Arsenic is a ubiquitous element present in the environment, but its toxicity depends not only on total concentration, but on the chemical form of the element

Members of the NOW Methods Development team have published a test method that accurately identifies the presence and measures levels of inorganic arsenic in krill oil: Arsenic Speciation in Krill and Other Marine Oils by Liquid Chromatography-Inductively Coupled Plasma-Mass Spectrometry by Katarzyna Banaszewski, Anna Plocicka-Okladlo, and Aaron Secrist (Spectroscopy Volume 34, Issue 9, 8-17).

Arsenic is a ubiquitous element present in the environment, and its toxicity depends not only on total concentration, but more importantly on the chemical form of the element. Inorganic arsenic species are considered to be the most toxic, whereas other organically bound species are considered to have lower or no toxicity in humans.

In late 2017, the Food Chemicals Codex (FCC) released a monographed standard to help promote quality krill oil identification and purity testing.
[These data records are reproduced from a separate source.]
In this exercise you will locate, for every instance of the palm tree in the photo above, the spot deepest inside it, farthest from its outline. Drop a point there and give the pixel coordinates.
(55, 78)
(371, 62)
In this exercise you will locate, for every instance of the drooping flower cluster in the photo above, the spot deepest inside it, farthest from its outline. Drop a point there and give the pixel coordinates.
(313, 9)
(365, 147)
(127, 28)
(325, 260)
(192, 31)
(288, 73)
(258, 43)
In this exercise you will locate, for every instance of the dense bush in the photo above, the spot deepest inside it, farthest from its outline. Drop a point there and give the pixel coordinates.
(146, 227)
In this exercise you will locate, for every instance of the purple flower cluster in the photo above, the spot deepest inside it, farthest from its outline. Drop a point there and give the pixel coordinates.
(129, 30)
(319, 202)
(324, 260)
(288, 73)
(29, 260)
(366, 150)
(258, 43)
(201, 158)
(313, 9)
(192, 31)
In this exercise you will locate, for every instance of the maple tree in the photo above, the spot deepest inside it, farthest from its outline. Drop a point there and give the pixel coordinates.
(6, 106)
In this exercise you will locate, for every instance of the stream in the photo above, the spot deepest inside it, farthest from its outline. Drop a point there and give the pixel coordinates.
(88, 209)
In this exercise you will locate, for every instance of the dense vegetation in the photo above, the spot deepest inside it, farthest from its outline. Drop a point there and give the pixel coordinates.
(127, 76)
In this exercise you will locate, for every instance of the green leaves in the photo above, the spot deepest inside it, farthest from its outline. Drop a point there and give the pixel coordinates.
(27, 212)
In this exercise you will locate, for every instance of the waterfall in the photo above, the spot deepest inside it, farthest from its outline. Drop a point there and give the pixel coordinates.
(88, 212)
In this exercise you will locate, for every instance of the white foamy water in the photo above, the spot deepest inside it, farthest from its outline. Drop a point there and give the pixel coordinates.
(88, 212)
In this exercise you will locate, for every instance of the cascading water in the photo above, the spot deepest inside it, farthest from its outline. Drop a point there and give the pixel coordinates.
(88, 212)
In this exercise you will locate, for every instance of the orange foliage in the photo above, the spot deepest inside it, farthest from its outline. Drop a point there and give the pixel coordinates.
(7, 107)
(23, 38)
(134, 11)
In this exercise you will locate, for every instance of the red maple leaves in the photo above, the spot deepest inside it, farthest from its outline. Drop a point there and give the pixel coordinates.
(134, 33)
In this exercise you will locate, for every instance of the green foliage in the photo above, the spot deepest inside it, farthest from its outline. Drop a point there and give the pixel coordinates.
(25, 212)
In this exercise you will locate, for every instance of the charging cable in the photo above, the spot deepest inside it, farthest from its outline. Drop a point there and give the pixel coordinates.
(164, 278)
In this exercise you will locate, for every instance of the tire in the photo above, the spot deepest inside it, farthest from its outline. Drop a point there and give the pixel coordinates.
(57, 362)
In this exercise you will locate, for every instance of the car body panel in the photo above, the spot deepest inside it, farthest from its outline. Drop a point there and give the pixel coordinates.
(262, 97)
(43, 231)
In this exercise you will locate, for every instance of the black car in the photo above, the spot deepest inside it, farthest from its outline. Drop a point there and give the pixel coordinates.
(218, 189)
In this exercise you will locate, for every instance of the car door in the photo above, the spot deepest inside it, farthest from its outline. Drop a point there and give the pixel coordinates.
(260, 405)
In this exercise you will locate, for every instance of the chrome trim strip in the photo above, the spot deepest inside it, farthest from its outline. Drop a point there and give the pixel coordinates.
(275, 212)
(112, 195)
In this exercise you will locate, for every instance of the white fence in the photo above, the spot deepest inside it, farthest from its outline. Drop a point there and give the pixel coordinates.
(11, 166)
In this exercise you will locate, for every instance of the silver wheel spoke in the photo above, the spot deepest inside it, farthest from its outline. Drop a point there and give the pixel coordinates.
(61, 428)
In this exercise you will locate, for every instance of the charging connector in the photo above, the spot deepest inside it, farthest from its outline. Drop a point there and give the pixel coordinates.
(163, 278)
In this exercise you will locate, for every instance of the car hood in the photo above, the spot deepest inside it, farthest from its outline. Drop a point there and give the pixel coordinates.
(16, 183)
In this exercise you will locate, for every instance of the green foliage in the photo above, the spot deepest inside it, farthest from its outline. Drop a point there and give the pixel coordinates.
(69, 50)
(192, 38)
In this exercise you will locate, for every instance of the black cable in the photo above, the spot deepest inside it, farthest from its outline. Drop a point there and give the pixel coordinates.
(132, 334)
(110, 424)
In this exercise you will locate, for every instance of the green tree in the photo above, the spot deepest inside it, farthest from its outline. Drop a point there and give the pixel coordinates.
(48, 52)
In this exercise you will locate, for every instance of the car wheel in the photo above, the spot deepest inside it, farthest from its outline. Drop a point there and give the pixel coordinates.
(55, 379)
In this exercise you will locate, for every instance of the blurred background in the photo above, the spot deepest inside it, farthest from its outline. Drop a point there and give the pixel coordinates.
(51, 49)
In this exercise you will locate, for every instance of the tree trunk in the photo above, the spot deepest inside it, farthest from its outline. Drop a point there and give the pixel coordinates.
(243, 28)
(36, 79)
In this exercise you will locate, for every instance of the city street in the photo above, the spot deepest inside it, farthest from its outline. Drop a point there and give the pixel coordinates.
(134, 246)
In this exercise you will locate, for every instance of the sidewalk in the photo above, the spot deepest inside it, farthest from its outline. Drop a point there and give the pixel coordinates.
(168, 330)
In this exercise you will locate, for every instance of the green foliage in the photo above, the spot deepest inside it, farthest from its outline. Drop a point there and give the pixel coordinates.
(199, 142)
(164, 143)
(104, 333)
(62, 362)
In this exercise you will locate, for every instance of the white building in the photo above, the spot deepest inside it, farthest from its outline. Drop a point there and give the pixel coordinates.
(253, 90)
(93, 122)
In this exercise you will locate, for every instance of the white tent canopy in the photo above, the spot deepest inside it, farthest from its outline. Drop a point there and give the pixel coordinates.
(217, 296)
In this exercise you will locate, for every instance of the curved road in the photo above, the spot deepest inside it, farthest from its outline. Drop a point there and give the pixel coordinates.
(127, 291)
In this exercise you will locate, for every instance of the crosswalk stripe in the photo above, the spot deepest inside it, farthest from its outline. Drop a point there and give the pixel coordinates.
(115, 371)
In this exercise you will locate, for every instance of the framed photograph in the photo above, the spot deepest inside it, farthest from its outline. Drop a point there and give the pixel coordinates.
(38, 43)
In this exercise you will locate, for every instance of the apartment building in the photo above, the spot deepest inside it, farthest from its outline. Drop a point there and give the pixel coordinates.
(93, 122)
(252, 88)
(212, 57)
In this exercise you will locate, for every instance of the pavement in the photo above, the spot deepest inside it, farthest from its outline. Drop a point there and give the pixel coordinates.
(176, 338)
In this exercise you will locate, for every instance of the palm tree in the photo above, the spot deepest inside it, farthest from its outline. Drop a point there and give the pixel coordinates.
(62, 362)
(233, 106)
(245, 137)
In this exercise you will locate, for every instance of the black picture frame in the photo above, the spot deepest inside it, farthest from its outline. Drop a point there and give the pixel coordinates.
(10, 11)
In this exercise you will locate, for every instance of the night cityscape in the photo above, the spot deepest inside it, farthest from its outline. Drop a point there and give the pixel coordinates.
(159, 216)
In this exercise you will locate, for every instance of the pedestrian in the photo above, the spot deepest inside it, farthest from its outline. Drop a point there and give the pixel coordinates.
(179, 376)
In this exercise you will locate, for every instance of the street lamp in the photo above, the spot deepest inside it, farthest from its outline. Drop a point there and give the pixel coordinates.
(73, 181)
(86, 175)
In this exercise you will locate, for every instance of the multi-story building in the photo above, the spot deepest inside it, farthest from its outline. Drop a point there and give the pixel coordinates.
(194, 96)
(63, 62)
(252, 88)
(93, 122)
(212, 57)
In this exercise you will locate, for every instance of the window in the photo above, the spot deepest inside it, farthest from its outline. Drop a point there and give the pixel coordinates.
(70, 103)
Included in these requirements, along with standards for EPA, DHA, phospholipids and astaxanthin, is a limit for inorganic arsenic.

The method defined in the FCC monograph is not able to accurately differentiate between the chemical species of arsenic

However, the method defined in the FCC monograph, which is not able to accurately differentiate between the chemical species of arsenic, is inferior to higher sensitivity and specificity speciation methods, such as HPLC-ICP-MS. Additionally, the complexity of the krill oil matrix requires suitable sample preparation to liberate arsenic species and allow for precise quantitation of inorganic arsenic.

To improve upon the FCC monograph, the NOW Methods Development team conducted a study to develop and validate a procedure for determination of inorganic arsenic in krill oil samples and thus contribute to a more accurate risk assessment analysis for krill oil supplements. The specificity of this method allows for more accurate inorganic arsenic determination compared to other published methods.

Chromatographic separation identifies five arsenic species—arsenobetaine (AsB), dimethylarsinic acid (DMA), arsenite (AsIII), monomethylarsonic acid (MMA), and arsenate (AsV).

"We determined that available test methods did not go far enough in ensuring that krill oil we were sourcing for our supplements met our purity and safety standards," said Aaron Secrist, NOW's VP of Quality and Regulatory Affairs. "We published the method in keeping with NOW's long-standing practice of sharing test methods we develop with the industry."

NOW Methods Development Supervisor Katie Banaszewski gave a talk on the elemental speciation of arsenic in krill oil during a scientific session of the 2019 AOAC conference in Denver, CO earlier this year.